Compute nonlinear impulse responses with local projections by Jord<U+00E0> (2005). The data are separated into two states via a smooth transition function, applied in Auerbach and Gorodnichenko (2012).

Usage

lp_nl(data_set_df, lags_lin = NULL, lags_nl = NULL, lags_criterion = NULL,
  max_lags = NULL, trend = NULL, shock_type = NULL, confint = NULL,
  hor = NULL, switching = NULL, hp_filter = NULL, lambda = NULL,
  gamma = NULL)

Arguments

data_set_df

A data.frame() containing all endogenous variables for the VAR. The column order is used for the Cholesky decomposition.

lags_lin

NaN or integer. NaN if lag length criterion is used. Integer for number of lags for linear VAR to identify shock.

lags_nl

NaN or integer. Number of lags for nonlinear VAR (if lags_criterion = NaN). NaN if lag length criterion is given.

lags_criterion

NaN or character. NaN means that the number of lags will be given at lags_nl and lags_lin. The lag length criteria are 'AICc', 'AIC' and 'BIC'.

max_lags

NaN or integer. Maximum number of lags (if lags_criterion = 'AICc', 'AIC', 'BIC'). NaN otherwise.

trend

Integer. Include no trend = 0 , include trend = 1, include trend and quadratic trend = 2.

shock_type

Integer. Standard deviation shock = 0, unit shock = 1.

confint

Double. Width of confidence bands. 68% = 1; 90% = 1.65; 95% = 1.96.

hor

Integer. Number of horizons for impulse responses.

switching

Numeric vector. A column vector with the same length as data_set_df. This series can either be decomposed via the Hodrick-Prescott filter (see Auerbach and Gorodnichenko, 2013) or directly plugged into the following smooth transition function: $$ F_{z_t} = \frac{exp(-\gamma z_t)}{1 + exp(-\gamma z_t)} $$ Warning: \(F_{z_t}\) will be lagged in create_nl_data by one and then multiplied with the data.
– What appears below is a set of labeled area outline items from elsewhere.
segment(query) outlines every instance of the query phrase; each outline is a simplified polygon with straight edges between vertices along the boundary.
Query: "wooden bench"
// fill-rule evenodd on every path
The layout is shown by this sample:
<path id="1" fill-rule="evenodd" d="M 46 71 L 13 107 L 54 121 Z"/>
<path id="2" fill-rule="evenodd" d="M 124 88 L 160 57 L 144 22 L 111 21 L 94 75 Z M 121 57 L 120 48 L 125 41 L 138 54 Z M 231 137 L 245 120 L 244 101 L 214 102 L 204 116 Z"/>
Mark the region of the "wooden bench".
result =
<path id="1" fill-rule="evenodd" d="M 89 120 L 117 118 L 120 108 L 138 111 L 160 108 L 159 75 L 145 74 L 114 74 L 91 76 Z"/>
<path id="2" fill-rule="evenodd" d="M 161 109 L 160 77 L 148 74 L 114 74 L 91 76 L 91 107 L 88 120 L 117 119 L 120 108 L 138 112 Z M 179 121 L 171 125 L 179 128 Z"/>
If the variable shall not be lagged, the vector has to be given with a lead of one. The data for the two regimes are: Regime 1 = (1-\(F(z_{t-1})\))*y_t-p, Regime 2 = \(F(z_{t-1})\)*y_t-p.

hp_filter

Integer. No HP-filter = 0. Use HP-filter = 1.

lambda

Double. Value of \(\lambda\) for the Hodrick-Prescott filter if HP-filter is applied.

gamma

Double. Positive number which is used in the transition function.

Value

A list with impulse responses and their robust confidence bands. It also contains a list named specs with properties of data_set_df for the plot function.

irf_s1_mean

A three 3D array() containing all impulse responses for all endogenous variables of the first state. The last dimension denotes the shock variable. The row in each matrix denotes the responses of the ith variable, ordered as in data_set_df. The columns are the horizons. For example, if the results are saved in results_nl, results_nl$irf_s1_mean[, , 1] returns a KXH matrix, where K is the number of variables and H the number of horizons. '1' is the shock variable, corresponding to the variable in the first column of data_set_df.

irf_s1_low

A three 3D array() containing all lower confidence bands of the impulse responses, based on robust standard errors by Newey and West (1987). Properties are equal to irf_s1_mean.

irf_s1_up

A three 3D array() containing all upper confidence bands of the impulse responses, based on robust standard errors by Newey and West (1987). Properties are equal to irf_s1_mean.

irf_s2_mean

A three 3D array() containing all impulse responses for all endogenous variables of the second state. The last dimension denotes the shock variable. The row in each matrix denotes the responses of the ith variable, ordered as in data_set_df. The columns denote the horizon. For example, if the results are saved in results_nl, results_nl$irf_s2_mean[, , 1] returns a KXH matrix, where K is the number of variables and H the number of horizons. '1' is the first shock variable corresponding to the variable in the first column of data_set_df.

irf_s2_low

A three 3D array() containing all lower confidence bands of the responses, based on robust standard errors by Newey and West (1987). Properties are equal to irf_s2_mean.

irf_s2_up

A three 3D array(), containing all upper confidence bands of the responses, based on robust standard errors by Newey and West (1987). Properties are equal to irf_s2_mean.

specs

A list with properties of data_set_df for the plot function.

fz

A vector containing the values of the transition function F(z_t-1).

References

Akaike, H. (1974). "A new look at the statistical model identification", IEEE Transactions on Automatic Control, 19 (6): 716<U+2013>723.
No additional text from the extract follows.